I bought a raft and fishing frame from AAA Inflatables in Denver two years ago. It has an anchor and front and back seat. I do most of my fishing on the Roaring Fork and Colorado and it's great. I've brought it back in few times and have received excellent service.


----------



## OldFatMan (Jan 10, 2011)

Haven't dealt with River Boat works but if their customer service is better than DRE, I'd be interested in what that looks like. Start to finish, DRE has treated me great.


----------



## orto11 (Mar 8, 2013)

Is this for a Cat or a Raft? Most of the vendors listed above are speed rail fitting builders. If you are looking for the highest quality welded frame, you won't find a nicer one for fit and finish and design than canyon whitewater inflatables and the prices are near what you would pay for a handrail boat. 

I have heard they can also beat most of the pricing on speed rail fitting boats but don't do them often.

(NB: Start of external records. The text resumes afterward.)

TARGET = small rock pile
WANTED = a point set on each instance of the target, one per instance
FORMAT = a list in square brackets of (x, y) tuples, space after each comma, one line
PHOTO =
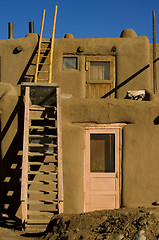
[(126, 224)]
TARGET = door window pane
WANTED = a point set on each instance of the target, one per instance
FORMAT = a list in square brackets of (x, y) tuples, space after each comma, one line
[(102, 152), (99, 70), (69, 63)]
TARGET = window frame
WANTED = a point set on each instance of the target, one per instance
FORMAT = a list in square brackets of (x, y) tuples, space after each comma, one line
[(110, 59), (70, 69)]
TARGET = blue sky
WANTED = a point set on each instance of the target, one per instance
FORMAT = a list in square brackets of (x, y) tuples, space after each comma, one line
[(82, 18)]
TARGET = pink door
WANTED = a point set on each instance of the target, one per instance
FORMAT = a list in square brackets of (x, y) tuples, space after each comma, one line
[(101, 169)]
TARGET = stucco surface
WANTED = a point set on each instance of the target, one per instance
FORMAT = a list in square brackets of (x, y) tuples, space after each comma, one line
[(140, 154)]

I have bought stuff from Ron at riverboat works also , good service. 
Corey


----------



## Brotorboat (Apr 14, 2009)

Down River Equipment


----------



## jerkinLips (Jun 4, 2013)

Just got my 4 bay, diamond plate, with poly deck from DRE. Couldn't be happier. Built quick and with quality, had me on the river in no time. Based out of Denver Colorado


----------



## danattherock (Aug 20, 2008)

Thanks for the info. Riverboat Works made my breakdown frame. May see if they can just make a stern seat add on that incorporates an anchor system. 


Dan


----------